Floating-point arithmetic precision

Hi

MERRY CHRISTMAS AND HAPPY NEW YEAR!

I know this question maybe does not belong to OpenGL.It has even been researched at many papers I read. But I still didn’t solve it better and wish someone can help me in this year.
When a surface cut another one, due to the precision of Floating-point arithmetic the contour tracing often fails. For example, two intersection points,p0(24.234,23.4565,-34.034) and p1(24.234,23.4565,-34.034), can be said that they did not equal in OpenGL. After I trim the precision, they can be accepted as equal points, but other questions maybe occur with the adjusted precision, for two points can be accepted as equal,while they are not equal in fact.

Another question is some errors happen between float and double. For example, When I use glClipPlane(GL_CLIP_PLANE0,eqn) to cut an object, float can be defined in the object, while double can be described at eqn in OpenGL. But I can’t convert float to double in the object due to some reason.
How do I do?

thanks

helen

If you’re trying to create “perfect” geometry, then you have to use rational numbers with some large-number capable package.
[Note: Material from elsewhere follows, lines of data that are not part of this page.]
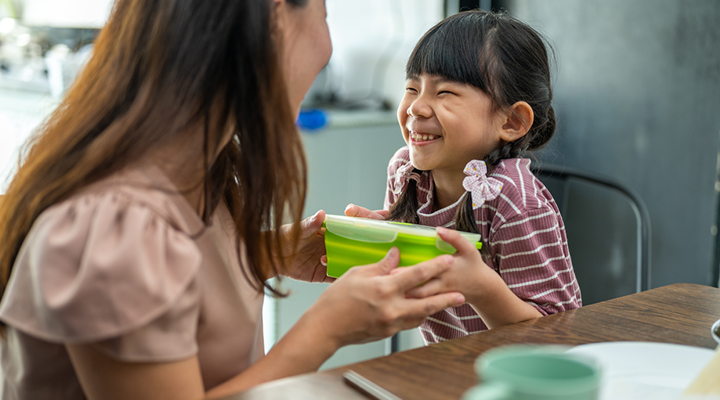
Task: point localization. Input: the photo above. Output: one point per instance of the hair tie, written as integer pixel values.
(479, 185)
(404, 175)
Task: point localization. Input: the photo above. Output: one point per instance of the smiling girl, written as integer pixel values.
(478, 96)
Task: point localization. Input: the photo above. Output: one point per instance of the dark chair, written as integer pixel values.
(608, 230)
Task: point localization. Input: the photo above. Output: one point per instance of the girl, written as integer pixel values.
(136, 239)
(478, 96)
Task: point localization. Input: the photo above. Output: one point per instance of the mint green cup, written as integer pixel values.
(521, 372)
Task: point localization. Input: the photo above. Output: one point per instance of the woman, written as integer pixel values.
(136, 239)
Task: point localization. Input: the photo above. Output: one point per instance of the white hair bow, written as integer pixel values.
(479, 185)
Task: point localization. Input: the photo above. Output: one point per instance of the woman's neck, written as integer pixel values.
(448, 188)
(183, 163)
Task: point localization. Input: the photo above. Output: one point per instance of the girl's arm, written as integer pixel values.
(483, 288)
(366, 304)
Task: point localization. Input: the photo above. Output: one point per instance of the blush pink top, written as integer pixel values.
(126, 265)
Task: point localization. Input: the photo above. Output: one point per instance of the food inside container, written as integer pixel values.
(353, 241)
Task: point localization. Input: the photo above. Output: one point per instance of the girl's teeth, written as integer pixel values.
(423, 138)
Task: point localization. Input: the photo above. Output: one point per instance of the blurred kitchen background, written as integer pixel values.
(637, 97)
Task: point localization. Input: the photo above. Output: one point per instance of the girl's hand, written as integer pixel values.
(356, 211)
(369, 303)
(469, 274)
(308, 262)
(483, 288)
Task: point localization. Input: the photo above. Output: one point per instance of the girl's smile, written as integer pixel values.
(446, 124)
(419, 138)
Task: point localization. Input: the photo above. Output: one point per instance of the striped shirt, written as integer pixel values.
(524, 233)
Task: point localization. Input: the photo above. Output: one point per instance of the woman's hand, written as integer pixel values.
(369, 303)
(366, 303)
(356, 211)
(308, 262)
(483, 288)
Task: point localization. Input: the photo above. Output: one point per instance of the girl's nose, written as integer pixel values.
(420, 108)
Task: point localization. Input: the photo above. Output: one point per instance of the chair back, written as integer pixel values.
(608, 231)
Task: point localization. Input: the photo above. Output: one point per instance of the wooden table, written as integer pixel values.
(680, 313)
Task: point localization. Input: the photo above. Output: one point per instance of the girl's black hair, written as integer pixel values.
(508, 61)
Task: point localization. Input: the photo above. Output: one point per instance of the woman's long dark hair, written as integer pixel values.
(159, 68)
(508, 61)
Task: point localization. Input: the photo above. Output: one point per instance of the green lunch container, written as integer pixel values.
(353, 241)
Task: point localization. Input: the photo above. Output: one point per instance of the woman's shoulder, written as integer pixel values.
(106, 260)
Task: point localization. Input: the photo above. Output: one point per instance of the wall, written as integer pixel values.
(638, 99)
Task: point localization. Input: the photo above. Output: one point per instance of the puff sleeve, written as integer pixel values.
(109, 270)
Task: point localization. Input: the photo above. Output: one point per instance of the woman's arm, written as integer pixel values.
(366, 304)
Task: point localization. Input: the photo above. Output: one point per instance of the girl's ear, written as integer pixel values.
(517, 122)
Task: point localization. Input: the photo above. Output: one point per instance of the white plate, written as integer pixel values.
(645, 370)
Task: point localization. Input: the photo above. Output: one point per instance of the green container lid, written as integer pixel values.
(360, 241)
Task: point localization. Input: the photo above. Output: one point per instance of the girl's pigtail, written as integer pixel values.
(465, 221)
(465, 216)
(406, 206)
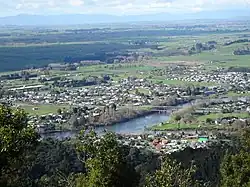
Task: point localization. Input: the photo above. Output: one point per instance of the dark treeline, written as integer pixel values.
(26, 57)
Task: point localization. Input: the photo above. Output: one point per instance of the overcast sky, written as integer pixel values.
(117, 7)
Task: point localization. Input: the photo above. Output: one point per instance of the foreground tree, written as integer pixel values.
(235, 169)
(172, 174)
(105, 163)
(16, 137)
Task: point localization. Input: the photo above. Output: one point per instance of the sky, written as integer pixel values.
(115, 7)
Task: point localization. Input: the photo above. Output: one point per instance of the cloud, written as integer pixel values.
(76, 2)
(13, 7)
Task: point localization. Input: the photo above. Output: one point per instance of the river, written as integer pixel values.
(134, 126)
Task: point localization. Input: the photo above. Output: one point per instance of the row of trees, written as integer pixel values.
(94, 161)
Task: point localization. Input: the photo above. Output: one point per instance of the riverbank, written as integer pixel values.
(137, 123)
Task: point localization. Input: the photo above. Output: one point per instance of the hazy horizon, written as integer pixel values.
(118, 7)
Be warned that even with a very good factorizer, you will quickly run into the hundreds of digits of necessary precision. It won’t be fast. It helps if you can re-quantize all output to some specific resolution post-operation.
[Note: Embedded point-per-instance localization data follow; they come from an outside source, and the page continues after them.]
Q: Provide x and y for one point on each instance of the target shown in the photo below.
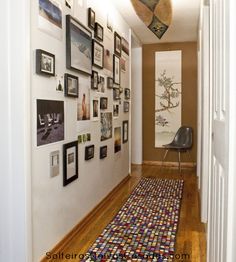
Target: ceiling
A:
(184, 26)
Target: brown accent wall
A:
(189, 97)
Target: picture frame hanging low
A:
(45, 63)
(70, 162)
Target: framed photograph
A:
(115, 110)
(125, 45)
(109, 82)
(126, 106)
(127, 93)
(116, 69)
(91, 18)
(70, 162)
(98, 54)
(98, 32)
(116, 93)
(103, 152)
(45, 63)
(94, 80)
(117, 44)
(78, 46)
(89, 152)
(103, 102)
(125, 131)
(71, 85)
(117, 141)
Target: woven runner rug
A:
(145, 227)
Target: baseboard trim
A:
(170, 164)
(60, 246)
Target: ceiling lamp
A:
(156, 14)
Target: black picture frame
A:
(78, 51)
(116, 69)
(89, 152)
(91, 18)
(97, 54)
(71, 83)
(109, 82)
(117, 44)
(125, 131)
(98, 32)
(103, 103)
(94, 80)
(103, 152)
(70, 157)
(45, 63)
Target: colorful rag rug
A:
(145, 227)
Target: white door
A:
(218, 182)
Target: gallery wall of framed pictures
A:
(80, 81)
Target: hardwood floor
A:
(191, 233)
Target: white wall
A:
(136, 123)
(57, 209)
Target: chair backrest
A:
(184, 137)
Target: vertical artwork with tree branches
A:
(167, 96)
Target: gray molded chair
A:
(182, 142)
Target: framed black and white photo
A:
(98, 32)
(125, 131)
(127, 93)
(116, 93)
(78, 46)
(109, 82)
(98, 54)
(103, 102)
(126, 106)
(117, 44)
(103, 152)
(116, 69)
(45, 63)
(91, 18)
(94, 80)
(89, 152)
(70, 162)
(71, 85)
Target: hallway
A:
(191, 238)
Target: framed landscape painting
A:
(78, 46)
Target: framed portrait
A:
(116, 93)
(98, 54)
(103, 102)
(116, 69)
(126, 106)
(45, 63)
(91, 18)
(127, 93)
(94, 80)
(89, 152)
(109, 82)
(125, 131)
(70, 162)
(78, 46)
(103, 152)
(117, 44)
(71, 85)
(98, 32)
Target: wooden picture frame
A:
(98, 54)
(117, 44)
(78, 46)
(98, 32)
(70, 162)
(45, 63)
(91, 18)
(71, 83)
(89, 152)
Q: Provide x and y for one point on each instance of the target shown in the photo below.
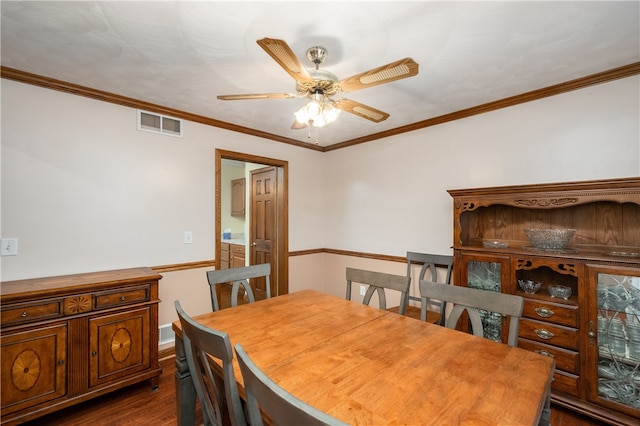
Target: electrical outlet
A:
(9, 247)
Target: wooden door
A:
(34, 367)
(264, 184)
(118, 345)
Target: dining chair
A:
(280, 406)
(432, 263)
(239, 277)
(378, 282)
(201, 343)
(473, 300)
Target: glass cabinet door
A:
(486, 273)
(618, 336)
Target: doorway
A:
(267, 240)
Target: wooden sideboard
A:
(70, 338)
(593, 335)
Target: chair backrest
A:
(239, 277)
(200, 342)
(282, 407)
(431, 263)
(472, 300)
(378, 282)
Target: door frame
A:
(280, 261)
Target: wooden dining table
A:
(368, 366)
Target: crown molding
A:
(579, 83)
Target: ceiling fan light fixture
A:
(318, 112)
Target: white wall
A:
(390, 196)
(83, 190)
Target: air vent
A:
(166, 334)
(156, 123)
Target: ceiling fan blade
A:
(280, 51)
(361, 110)
(391, 72)
(296, 125)
(257, 96)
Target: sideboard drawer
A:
(548, 333)
(566, 360)
(565, 382)
(551, 312)
(122, 297)
(27, 312)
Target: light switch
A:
(9, 247)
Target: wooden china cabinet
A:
(70, 338)
(594, 334)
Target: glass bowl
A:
(550, 239)
(529, 286)
(495, 243)
(559, 291)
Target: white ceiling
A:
(182, 55)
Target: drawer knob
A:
(544, 312)
(544, 334)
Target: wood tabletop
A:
(368, 366)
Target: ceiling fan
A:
(320, 85)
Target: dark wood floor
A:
(138, 405)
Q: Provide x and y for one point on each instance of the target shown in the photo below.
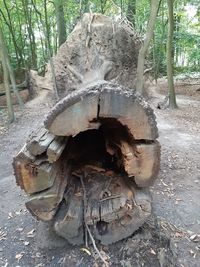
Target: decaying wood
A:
(104, 215)
(141, 161)
(101, 128)
(44, 205)
(56, 148)
(39, 141)
(33, 177)
(79, 111)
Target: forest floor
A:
(172, 235)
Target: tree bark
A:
(131, 11)
(60, 20)
(170, 79)
(144, 49)
(6, 79)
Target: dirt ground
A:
(172, 235)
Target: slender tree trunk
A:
(131, 9)
(10, 71)
(170, 79)
(60, 20)
(6, 79)
(144, 49)
(10, 26)
(49, 53)
(103, 5)
(31, 36)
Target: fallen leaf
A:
(19, 256)
(152, 251)
(31, 233)
(178, 235)
(26, 243)
(86, 250)
(10, 215)
(2, 235)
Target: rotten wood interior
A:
(93, 160)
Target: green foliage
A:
(29, 27)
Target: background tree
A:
(6, 78)
(144, 48)
(170, 79)
(60, 20)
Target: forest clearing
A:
(100, 134)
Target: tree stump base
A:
(92, 162)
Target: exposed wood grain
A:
(56, 148)
(45, 204)
(39, 142)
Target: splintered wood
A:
(89, 167)
(112, 211)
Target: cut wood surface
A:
(56, 148)
(88, 168)
(78, 112)
(40, 141)
(141, 161)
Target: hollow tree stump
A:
(100, 138)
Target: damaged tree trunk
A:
(92, 162)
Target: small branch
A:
(87, 227)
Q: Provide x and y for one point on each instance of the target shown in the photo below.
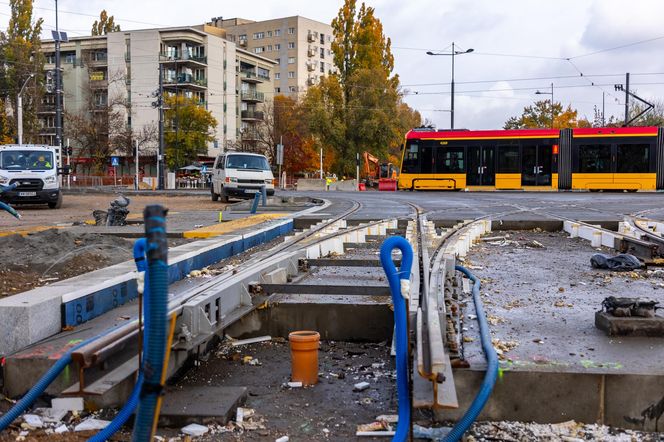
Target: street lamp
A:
(453, 53)
(19, 110)
(548, 93)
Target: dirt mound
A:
(43, 257)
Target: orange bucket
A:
(304, 356)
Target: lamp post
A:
(19, 110)
(548, 93)
(453, 53)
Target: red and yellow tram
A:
(629, 158)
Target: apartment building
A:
(197, 62)
(301, 47)
(255, 87)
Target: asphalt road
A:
(585, 206)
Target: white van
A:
(34, 170)
(240, 175)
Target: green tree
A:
(538, 116)
(190, 127)
(105, 24)
(361, 107)
(20, 47)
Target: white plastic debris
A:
(33, 420)
(194, 430)
(92, 424)
(67, 403)
(361, 386)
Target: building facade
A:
(301, 47)
(123, 67)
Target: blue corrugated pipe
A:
(395, 279)
(125, 413)
(492, 365)
(157, 253)
(41, 385)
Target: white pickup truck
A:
(34, 169)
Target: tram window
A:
(426, 163)
(411, 159)
(450, 160)
(633, 158)
(595, 158)
(508, 159)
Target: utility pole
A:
(626, 98)
(19, 111)
(58, 85)
(136, 146)
(603, 119)
(160, 157)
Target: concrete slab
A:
(201, 405)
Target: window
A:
(449, 159)
(595, 158)
(411, 159)
(633, 158)
(508, 159)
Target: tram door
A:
(536, 166)
(481, 166)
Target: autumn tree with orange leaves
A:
(361, 107)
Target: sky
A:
(583, 47)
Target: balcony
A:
(46, 109)
(99, 84)
(250, 77)
(168, 58)
(99, 60)
(186, 80)
(252, 96)
(251, 115)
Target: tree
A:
(105, 24)
(20, 47)
(538, 116)
(190, 128)
(361, 107)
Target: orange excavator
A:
(382, 175)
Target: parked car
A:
(240, 175)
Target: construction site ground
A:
(49, 245)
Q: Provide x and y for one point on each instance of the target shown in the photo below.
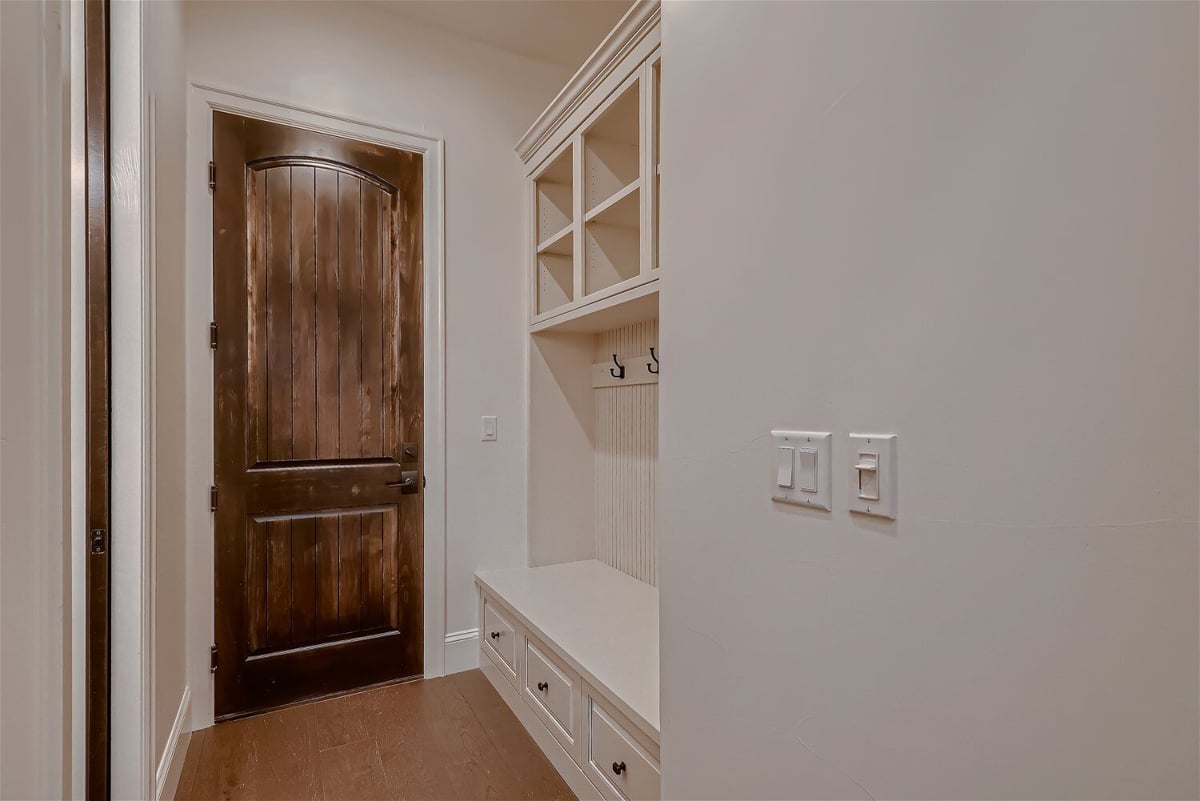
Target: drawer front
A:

OpenGL implementations are free to choose a precision used internally, and downgrade doubles to whatever that implementation precision is. Most current cards do 32-bit floats. However, you’re not supposed to do your math inside the GL; it’s quite precise enough for display if you pre-scale and pre-translate your data using your own, high-precision math.

I think you over-estimate the precision of software. Catia has a very inaccurate math model and most companies insist you do not raise it. Even if you do catia will drop the precision back down to the default after certain operations. This is the reason why complex surfacing sucks in catia. A compliant IEEE 32-bit floating point engine defines the smallest value. The absolute smallest value (don’t remember off the top of my head). This is the smallest value that when multiplied times 1 will return 0. Learn to check your numbers based on subtraction and an epsilon value that is small enough to give you the precision you need. All software does it. Thats just the way it works.

Devulon

Smallest number between 0.0 and 1.0 is 0.00006 (epsilon defined in float.h), if Im not mistaken. The thing with floats is that precision is not constant as you increase your numbers (or decrease) and doing calculations with numebers that vary greatly in magnitude gives inprecise results.

Bottom line, your app needs to decide on the final value after computation. Increasing the precision doesn’t help a lot, but makes it better.

Some scientific software an FPU emulator capable of 256 bit for these reasons.